1. What is Cataract?
The lens (also called the eye nucleus) is a convex binocular lens of elasticity, consistency and transparency. The lens is located behind the pupil and acts as a lens to focus the light on the retina after passing through the pupil. Its elasticity and transparency decreases by ages, appearing cloudy yellow, also known as cataract.
Cataract is a condition of protein clumping, creating cloudy areas in the lens, scattering the light going through it, obstructing the light from reaching the retina causing impaired vision.
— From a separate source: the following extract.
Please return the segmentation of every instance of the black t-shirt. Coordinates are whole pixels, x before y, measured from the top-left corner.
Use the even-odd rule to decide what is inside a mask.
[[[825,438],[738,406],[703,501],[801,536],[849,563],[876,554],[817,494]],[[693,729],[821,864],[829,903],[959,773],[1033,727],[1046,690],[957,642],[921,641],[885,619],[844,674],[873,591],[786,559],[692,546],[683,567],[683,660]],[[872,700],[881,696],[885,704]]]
If not treated promptly, it can lead to permanent vision loss. In addition, a mature cataract may cause glaucoma, redness, eye pain, and headaches. The patients then not only become permanently blind but also have to remove their eyeballs.
2. Cataract Symptoms
Most cataracts usually develop slowly. Symptoms may include:
- Eye’s sensitivity to light
- Increasing difficulty with vision at night
- Clouded, blurred, or dim vision, multiple vision in a single eye
- Fading of colors
- Un-improved vision with glasses
- Developed nearsightedness after 40 years old
- Loss of transparency in the pupil
3. Causes of Cataract
- Aging is the leading cause of cataracts. According to statistics, more than 80% of patients with cataracts are over 60 years old.
- Cataracts caused by diseases, typically diabetes, uveitis, retinal damage, etc.
- Congenital cataracts. It can be hereditary or due to an embryo defect during pregnancy.
- The lens is deprived of oxygen, resulting in damage to protein components. Its cause can be the following effects: exposure to direct sunlight, strong artificial light (such as spotlights, video lights, high pressure lights, etc.), or exposure with viruses, germs, alcohol, tobacco smoke.
- Exposure to ionizing radiation (commonly used to take x-rays, deliver radiotherapy to cancer patients)
4. Cataract Treatments
In case your cataract is in its early stage, you can improve your vision by wearing framed glasses. You also need to take periodic eye exams at a specialized facility to monitor its progression.
Cataract cannot be cured completely but may have its progression slowed down. In more severe stages, the radical treatment is to perform an artificial lens replacement surgery – cataract surgery.
Phaco (Phacoemulsification) surgery is a process in which a cloudy lens is broken up with high-frequency ultrasound and then removed. It is then replaced with a suitable artificial lens to restore vision.
Laser Cataract surgery
Laser Cataract surgery shares the same cloudy lens breaking-up mechanism to remove it and replace it with a suitable artificial lens as the Phaco surgery. But its difference is that the Femtosecond Laser ray is used to replace certain manual operations, including creating an incision, creating a tearing line before the lens, supporting the breaking up of the cloudy lens.